Sa gorge lui faisait de plus en plus mal. Il plaqua sa paume contre la peau et appuya.

— La situation.

— La situation ?

Il rit par dépit.

— Qui êtes-vous ? C’est une blague, c’est ça ? Elle est de très mauvais goût !

— Je suis une simple passeuse. Daniel Richtman, je suis là pour t’aider.

— M’aider ? M’aider à quoi ? rugit-il en toussant pour de bon cette fois.

La quinte de toux souleva sa poitrine et l’empêchait de respirer. Il s’appuya sur le bureau, essayant tant bien que mal de se calmer. Quand enfin l’air pénétra à nouveau dans ses poumons, Daniel se laissa retomber dans son fauteuil, savourant les quelques inspirations et expirations qui suivirent.

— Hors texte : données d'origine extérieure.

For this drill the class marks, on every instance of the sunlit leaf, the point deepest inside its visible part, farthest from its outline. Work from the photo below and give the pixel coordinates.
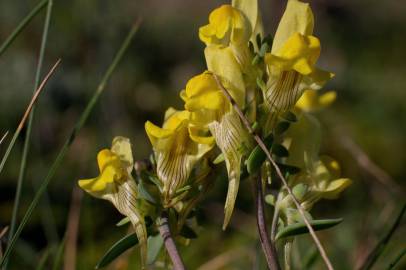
(301, 228)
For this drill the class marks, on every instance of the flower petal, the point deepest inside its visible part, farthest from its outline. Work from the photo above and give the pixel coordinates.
(298, 18)
(230, 136)
(222, 62)
(121, 146)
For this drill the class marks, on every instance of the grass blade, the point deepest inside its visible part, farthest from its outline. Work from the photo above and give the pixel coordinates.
(43, 260)
(23, 163)
(26, 114)
(4, 136)
(21, 26)
(377, 251)
(301, 228)
(117, 249)
(83, 118)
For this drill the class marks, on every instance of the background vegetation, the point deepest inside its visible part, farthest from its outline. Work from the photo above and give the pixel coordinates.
(363, 43)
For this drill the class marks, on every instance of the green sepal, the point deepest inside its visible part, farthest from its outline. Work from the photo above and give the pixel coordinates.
(123, 221)
(155, 244)
(279, 150)
(289, 116)
(144, 194)
(220, 158)
(258, 156)
(187, 232)
(117, 249)
(281, 127)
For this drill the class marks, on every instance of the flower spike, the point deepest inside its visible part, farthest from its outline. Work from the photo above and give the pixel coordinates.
(116, 185)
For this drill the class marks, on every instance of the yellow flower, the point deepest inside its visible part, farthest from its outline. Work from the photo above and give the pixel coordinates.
(226, 25)
(310, 100)
(211, 110)
(116, 185)
(320, 175)
(177, 147)
(291, 62)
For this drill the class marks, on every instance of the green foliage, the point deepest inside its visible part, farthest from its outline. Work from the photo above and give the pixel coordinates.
(301, 228)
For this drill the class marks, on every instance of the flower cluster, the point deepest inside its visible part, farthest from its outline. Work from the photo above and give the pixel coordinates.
(268, 79)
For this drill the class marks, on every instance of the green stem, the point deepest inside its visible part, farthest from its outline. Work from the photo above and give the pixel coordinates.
(82, 120)
(26, 147)
(21, 26)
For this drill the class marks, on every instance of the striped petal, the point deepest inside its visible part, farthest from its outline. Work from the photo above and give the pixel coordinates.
(116, 185)
(297, 18)
(230, 137)
(177, 146)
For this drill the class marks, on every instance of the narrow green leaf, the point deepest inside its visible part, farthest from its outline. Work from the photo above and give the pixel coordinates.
(43, 260)
(270, 199)
(27, 139)
(188, 232)
(182, 189)
(279, 150)
(155, 244)
(301, 228)
(257, 156)
(289, 116)
(59, 255)
(58, 161)
(123, 221)
(281, 127)
(264, 49)
(380, 247)
(220, 158)
(258, 39)
(144, 194)
(288, 168)
(117, 249)
(261, 84)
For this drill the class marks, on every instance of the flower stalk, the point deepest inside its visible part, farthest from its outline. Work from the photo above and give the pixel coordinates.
(267, 246)
(278, 172)
(169, 243)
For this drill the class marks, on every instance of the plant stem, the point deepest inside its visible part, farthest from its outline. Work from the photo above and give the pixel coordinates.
(82, 120)
(170, 245)
(261, 144)
(267, 246)
(27, 139)
(275, 219)
(21, 26)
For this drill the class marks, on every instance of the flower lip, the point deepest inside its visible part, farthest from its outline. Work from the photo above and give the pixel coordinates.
(226, 25)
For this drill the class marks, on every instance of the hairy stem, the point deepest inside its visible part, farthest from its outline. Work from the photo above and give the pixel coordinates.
(267, 246)
(170, 245)
(261, 144)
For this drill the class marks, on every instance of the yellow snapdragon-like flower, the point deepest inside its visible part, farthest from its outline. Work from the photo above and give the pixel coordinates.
(311, 101)
(178, 146)
(227, 25)
(116, 185)
(320, 175)
(291, 62)
(211, 110)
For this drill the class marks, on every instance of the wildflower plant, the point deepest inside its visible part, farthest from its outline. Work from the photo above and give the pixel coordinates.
(273, 80)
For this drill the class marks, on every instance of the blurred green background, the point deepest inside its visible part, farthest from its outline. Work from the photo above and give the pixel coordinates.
(363, 42)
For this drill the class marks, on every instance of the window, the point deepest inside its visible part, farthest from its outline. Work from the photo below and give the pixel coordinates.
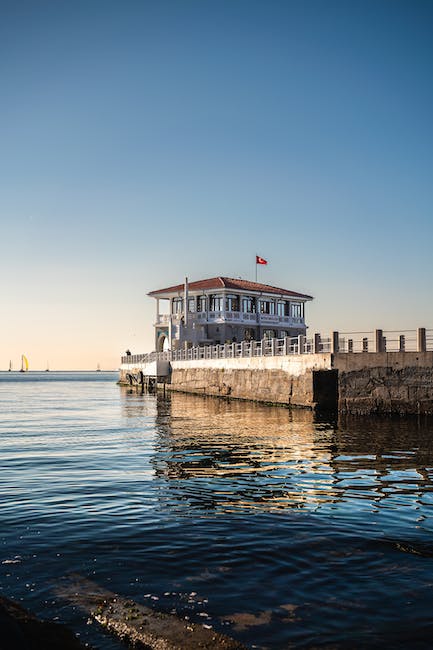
(249, 334)
(232, 303)
(202, 303)
(296, 309)
(248, 305)
(216, 303)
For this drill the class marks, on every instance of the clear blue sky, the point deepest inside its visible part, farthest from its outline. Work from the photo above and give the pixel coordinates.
(144, 141)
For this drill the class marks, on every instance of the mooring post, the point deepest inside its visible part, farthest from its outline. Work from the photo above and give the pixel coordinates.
(421, 340)
(335, 342)
(379, 340)
(301, 343)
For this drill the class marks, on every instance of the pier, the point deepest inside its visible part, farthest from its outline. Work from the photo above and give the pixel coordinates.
(377, 372)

— Tu dois le dire, Daniel !

Il la fixa, muet.

Le dire ? Mais dire quoi ?

Lui, brillant psychanalyste, formé en neurosciences, expert en psychopathie, diplômé de la prestigieuse académie des arts mentaux, n’arrivait plus à faire face à une petite fille effrontée.

Qu’attendait-elle de lui ? Qu’il lui déballe tout de sa vie ? Du moment où il a ouvert son cabinet ? de l’instant où il a commencé à se noyer dans son travail ? du temps où il a commencé à voir son esprit se fragiliser face à la misère mentale de ses patients ? de cette date où sa femme a fini par le quitter ? de ce jour où il a préféré boire pour oublier ses propres démons ? du mois où il a contemplé le vide de sa vie ?

Ou alors, était-ce

Daniel dénoua complètement sa cravate.

Il inspira profondément, les yeux toujours vissés dans ceux de la jeune fille. Il venait de comprendre.

— Tu es prêt, Daniel.

— Je pense…

Il baissa le menton, délaissa l’étrange regard de son interlocutrice et détailla enfin le dessin. Son moi-dessiné pleurait, pendu au bout de sa cravate, les pieds dans le vide.

— Je suis mort.

— Oui.

— Pourquoi ?

— Tu n’acceptais plus ta vie.

— Et je n’ai pas accepté non plus ma mort, n’est-ce pas ?

— Ta perspicacité t’honore. Tu es un fantôme égaré Daniel ! Tu t’es enfermé dans le déni, incapable de trouver la paix. Il fallait que je puisse t’atteindre pour pouvoir t’emmener. Je suis désolée de t’avoir dessiné ainsi !

— Qui êtes-vous ?

— Je te l’ai dit. Je suis une simple passeuse qui aide les égarés comme toi.

— Que va-t-il se passer maintenant ?

Elle se contenta de sourire.

Lui… retira sa cravate, pour de bon cette fois.